1. Aug 2, 2011

### demonelite123

Suppose i release a particle at (x=a,y=0) with (p_x = b, p_y = 0) and you release one in the transformed state (x=0, y=a) with (p_x = b, p_y = 0) where the transformation is that we rotate the coordinates but not the momenta. This is a non canonical transformation that leaves H invariant. Show that at later times the states of the two particles are not related by the same transformation.

i am not sure what to do on this problem. i can intuitively see that if the acceleration is 0, both particles move to the right at a constant velocity of p_x / m but i am not sure how mathematically describe the transformations of the two particles through time and show that they are different. can anyone give me some pointers? thanks.

2. Aug 2, 2011

### mathfeel

You are confusing canonical transformation with two different initial condition. You did not perform a canonical transformation. What you needs is 4 new variables (can be identical, of course if you wish) $\{Q_1, Q_2, P_1, P_2\}$ that is the function of the original variable $\{q_1, q_2, p_1, p_2\}$. That is a transformation.

What you probably have in mind is something like this: $\{Q_1 = q_2, Q_2 = q_1, P_1 = p_1, P_2 = p_2\}$. And you are right, it is not a canonical trasnformation.

3. Aug 2, 2011

### demonelite123

ok so i know the transformation equations are xnew= xcos(θ) - ysin(θ), ynew= xsin(θ) + ycos(θ), and px,new=px, py,new= py since the momentum coordinates are unchanged. i am still confused on what to do with the 2 sets of initial conditions given to me. using the second set of initial conditions for the transformed coordinates i see that xnew = -asin(θ), ynew = acos(θ), px,new = b, py,new = 0 which are the initial points for the transformed system. after this i need to find the transformations for both particles which describe their position and momentum coordinates at any time t. how would i do this?

4. Aug 2, 2011

### mathfeel

Suppose $x(t)$, $y(t)$, $p_x(t)$, $p_y(t)$ is a solution to the Hamilton's equations for a particular initial condition.
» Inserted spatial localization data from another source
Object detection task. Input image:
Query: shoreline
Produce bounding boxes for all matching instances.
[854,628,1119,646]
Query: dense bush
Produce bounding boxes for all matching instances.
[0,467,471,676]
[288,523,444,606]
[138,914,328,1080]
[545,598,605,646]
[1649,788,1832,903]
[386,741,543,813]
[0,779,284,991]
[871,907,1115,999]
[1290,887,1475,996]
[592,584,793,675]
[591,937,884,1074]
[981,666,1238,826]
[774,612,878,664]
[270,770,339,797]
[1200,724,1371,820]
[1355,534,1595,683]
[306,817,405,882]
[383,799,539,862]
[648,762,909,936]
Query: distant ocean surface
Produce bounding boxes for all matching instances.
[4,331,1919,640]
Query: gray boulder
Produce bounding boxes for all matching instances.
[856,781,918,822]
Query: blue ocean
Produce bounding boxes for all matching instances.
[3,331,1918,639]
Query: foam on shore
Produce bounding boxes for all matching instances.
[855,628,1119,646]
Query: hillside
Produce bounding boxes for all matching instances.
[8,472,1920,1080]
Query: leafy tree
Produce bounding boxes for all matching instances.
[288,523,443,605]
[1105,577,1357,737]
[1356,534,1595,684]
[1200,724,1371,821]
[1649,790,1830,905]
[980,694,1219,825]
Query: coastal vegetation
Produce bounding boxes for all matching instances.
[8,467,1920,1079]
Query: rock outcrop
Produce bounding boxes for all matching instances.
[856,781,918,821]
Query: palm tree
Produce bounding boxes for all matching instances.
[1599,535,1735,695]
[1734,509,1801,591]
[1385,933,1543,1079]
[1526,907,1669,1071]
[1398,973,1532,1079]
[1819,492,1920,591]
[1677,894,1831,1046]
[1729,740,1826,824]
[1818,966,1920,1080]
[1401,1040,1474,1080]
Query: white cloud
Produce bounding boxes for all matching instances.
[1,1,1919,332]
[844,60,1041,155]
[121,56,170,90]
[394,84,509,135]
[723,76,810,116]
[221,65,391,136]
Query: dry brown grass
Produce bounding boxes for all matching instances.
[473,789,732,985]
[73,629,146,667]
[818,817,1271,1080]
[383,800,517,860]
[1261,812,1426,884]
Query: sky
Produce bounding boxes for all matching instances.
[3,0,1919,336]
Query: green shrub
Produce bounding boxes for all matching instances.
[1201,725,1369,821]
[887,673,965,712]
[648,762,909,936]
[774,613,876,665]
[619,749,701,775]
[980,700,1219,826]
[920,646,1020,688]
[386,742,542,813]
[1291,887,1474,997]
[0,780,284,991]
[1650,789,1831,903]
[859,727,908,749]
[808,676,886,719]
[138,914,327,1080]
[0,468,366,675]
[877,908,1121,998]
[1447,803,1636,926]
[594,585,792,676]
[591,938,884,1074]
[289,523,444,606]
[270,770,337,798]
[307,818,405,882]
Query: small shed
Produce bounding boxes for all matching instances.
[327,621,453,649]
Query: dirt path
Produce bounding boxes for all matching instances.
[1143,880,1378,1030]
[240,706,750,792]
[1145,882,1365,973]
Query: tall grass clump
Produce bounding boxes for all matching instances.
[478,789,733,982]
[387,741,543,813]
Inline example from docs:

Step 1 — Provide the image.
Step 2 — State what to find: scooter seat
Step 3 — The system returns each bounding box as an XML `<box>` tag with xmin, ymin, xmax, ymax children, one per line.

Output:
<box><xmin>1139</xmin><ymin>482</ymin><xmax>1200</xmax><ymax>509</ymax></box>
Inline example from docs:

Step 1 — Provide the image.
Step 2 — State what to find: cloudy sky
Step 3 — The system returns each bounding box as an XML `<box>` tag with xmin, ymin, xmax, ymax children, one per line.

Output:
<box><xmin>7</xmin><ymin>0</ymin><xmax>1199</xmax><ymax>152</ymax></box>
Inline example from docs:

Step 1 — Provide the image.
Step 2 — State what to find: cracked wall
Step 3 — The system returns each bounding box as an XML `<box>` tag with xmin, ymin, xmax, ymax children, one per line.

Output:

Then does $X(t)$, $Y(t)$ etc, constructed from the transformation still satisfies Hamilton's equations?

5. Aug 2, 2011

### demonelite123

hm it seems clear to me that if you write out Hamilton's equations for the untransformed state and solve for the x(t) and y(t), it won't have the same form as xnew(t) and ynew(t) since replacing the old coordinates with the new coordinates in the differential equations will obviously result in a different set of equations in this specific case of the rotation of just the coordinates. i imagine this sort of thing occurs for all transformations that are not canonical since the new coordinates do not satisfy the equations. is this the correct reasoning? thanks for your answers mathfeel.